For applying for English programs, languages certainly help, particularly ones you need for your central interests (as an example, I'm a medievalist, so my WS displayed a working knowledge of medieval Latin and Middle English), but yes, your program should allow you the time and resources to acquire languages too, so not having languages shouldn't necessarily prevent you from applying altogether.  My program, as an example, requires reading knowledge of at least one foreign language by the end of the second year.  Requirements will vary from person to person and program to program.

 

Wyatt brought up a good point about separating (to a certain extent) your academic and personal tastes.  Writing a fresh WS and figuring out a methodology for that is a good way to start feeling out what you like doing (as opposed to just reading) and what you still need to learn to do your "project" (which is what the program is for).  And of course, your interests will change, so having secondary interests is probably a good thing and will help you in your search -- "I know I need to learn German and Brazilian Portuguese to better understand so-and-so writers and I also would like there to be some people doing cool stuff on Milton and some people doing cool stuff on Stirner.  It would also be nice to be able to take a class or two on queer science fiction and the Harlem Renaissance.  What schools have some, many, most, or all of those things?"

 

 

 

Here's a question for anyone.
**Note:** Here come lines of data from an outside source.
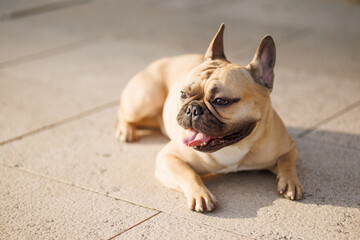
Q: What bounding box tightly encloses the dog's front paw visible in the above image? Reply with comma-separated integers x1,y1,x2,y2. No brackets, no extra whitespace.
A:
186,187,218,212
277,176,304,200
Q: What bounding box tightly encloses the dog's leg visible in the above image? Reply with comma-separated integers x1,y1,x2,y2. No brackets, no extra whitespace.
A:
155,142,218,212
276,146,304,200
115,61,167,142
115,109,162,142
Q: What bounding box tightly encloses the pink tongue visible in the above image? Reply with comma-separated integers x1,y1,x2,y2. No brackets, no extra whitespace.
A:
183,129,212,147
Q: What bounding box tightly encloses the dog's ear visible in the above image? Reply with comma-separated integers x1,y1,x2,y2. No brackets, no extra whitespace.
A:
204,23,227,60
248,35,276,90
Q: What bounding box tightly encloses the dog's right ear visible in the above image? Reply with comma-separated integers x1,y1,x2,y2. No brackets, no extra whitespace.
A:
204,23,227,61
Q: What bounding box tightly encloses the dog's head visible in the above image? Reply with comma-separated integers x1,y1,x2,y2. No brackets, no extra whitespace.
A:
177,23,276,152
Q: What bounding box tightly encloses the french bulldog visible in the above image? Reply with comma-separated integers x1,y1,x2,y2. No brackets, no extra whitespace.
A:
115,23,303,212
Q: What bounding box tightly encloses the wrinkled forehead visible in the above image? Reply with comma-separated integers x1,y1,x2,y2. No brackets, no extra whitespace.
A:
184,60,251,91
188,60,229,81
184,60,229,89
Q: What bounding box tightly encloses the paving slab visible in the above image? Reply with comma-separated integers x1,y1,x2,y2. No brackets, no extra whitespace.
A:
0,20,77,65
305,104,360,150
0,107,165,198
109,0,300,59
1,107,359,239
115,213,247,240
125,0,239,12
202,0,360,34
269,66,360,137
0,165,158,240
0,0,69,17
0,37,183,144
276,30,360,81
119,15,303,61
231,29,360,82
0,0,173,64
0,0,97,64
0,0,303,66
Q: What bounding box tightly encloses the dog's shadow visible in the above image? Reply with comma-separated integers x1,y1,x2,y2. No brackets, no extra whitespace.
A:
202,171,279,218
134,127,360,218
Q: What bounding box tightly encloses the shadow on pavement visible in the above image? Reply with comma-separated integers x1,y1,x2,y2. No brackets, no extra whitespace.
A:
133,126,360,218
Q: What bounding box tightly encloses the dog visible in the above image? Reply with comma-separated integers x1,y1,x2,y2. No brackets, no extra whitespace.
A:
115,23,303,212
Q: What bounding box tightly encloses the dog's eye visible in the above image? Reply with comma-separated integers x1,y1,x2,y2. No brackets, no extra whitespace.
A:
180,91,187,100
213,98,229,106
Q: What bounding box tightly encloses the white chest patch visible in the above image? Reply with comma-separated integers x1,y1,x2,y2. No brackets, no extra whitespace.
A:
209,144,252,174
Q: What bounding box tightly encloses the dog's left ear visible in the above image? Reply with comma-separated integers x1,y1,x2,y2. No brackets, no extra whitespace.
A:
248,35,276,90
204,23,227,61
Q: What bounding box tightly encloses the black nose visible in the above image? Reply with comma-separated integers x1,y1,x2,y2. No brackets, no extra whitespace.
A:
186,104,204,118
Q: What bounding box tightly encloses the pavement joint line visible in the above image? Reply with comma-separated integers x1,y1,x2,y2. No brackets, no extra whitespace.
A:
0,100,119,147
201,224,256,240
108,211,255,239
298,98,360,138
164,211,256,240
0,0,92,21
0,162,161,213
0,35,103,70
3,164,258,239
2,160,252,239
108,212,162,239
2,164,258,239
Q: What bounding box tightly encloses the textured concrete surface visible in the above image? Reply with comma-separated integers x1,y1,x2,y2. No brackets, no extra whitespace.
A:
1,0,359,239
0,166,159,239
114,213,247,240
0,37,181,142
306,105,360,150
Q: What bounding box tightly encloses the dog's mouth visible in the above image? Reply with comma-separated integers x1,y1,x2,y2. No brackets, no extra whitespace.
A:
182,121,257,153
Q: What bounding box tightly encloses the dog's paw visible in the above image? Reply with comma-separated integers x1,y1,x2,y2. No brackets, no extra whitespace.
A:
277,176,304,200
186,187,218,212
115,119,136,142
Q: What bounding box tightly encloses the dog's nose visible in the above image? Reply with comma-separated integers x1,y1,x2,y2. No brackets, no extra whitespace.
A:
186,104,204,118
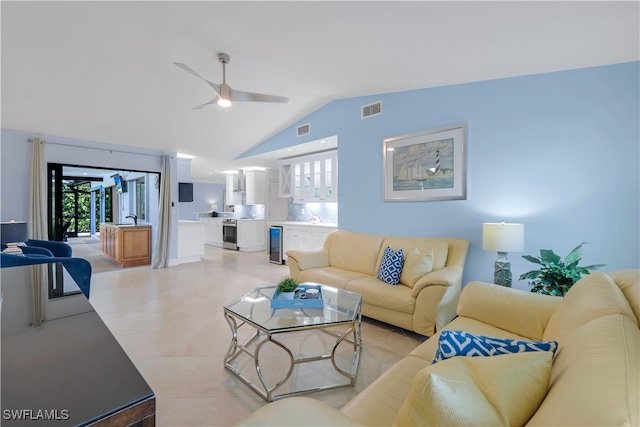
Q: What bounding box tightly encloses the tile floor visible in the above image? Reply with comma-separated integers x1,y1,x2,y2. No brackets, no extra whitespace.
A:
89,245,424,426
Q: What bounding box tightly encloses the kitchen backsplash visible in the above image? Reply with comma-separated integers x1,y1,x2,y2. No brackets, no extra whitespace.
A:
234,204,265,219
288,201,337,224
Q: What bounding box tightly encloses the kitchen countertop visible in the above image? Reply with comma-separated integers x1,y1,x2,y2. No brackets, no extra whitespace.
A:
199,218,265,221
268,221,338,228
101,222,151,228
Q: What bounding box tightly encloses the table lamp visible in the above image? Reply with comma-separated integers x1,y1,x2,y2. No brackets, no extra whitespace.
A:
482,221,524,287
1,220,28,253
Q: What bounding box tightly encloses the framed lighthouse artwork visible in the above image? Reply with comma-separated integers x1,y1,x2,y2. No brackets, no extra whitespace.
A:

What if I argued for one literary theory over and against another or several others? I take literary theory to be, in the most basic sense, determining how to interpret literature, an inherently philosophical enterprise in my opinion, but one that seems to go on primarily in English departments. Could that be a dissertation topic? For example, what if I compared, say, Kant's Critique of Judgment with Schopenhauer's theory in the World as Will and Presentation? Is that "Englishy" enough? 

 

To agree with cloud, no, writing a comparative piece on two German philosophers is not very "englishy."  Also, broadly defending one sort of literary theory over others requires a depth of knowledge of various kinds of literary theory that I sincerely doubt you have and cannot be acquired in a few months or a year (I sincerely don't mean that to be an insult, that's legit just the kind of thing you write after you've written a few books and have tenure somewhere).  Keep the arguments to specific texts for now.  That being said, yes, literary scholars have all sorts of debates over hermeneutics (as do philosophers and religious scholars) and yes, that can be something you focus on (in addition to some sort of theoretical and historical grounding).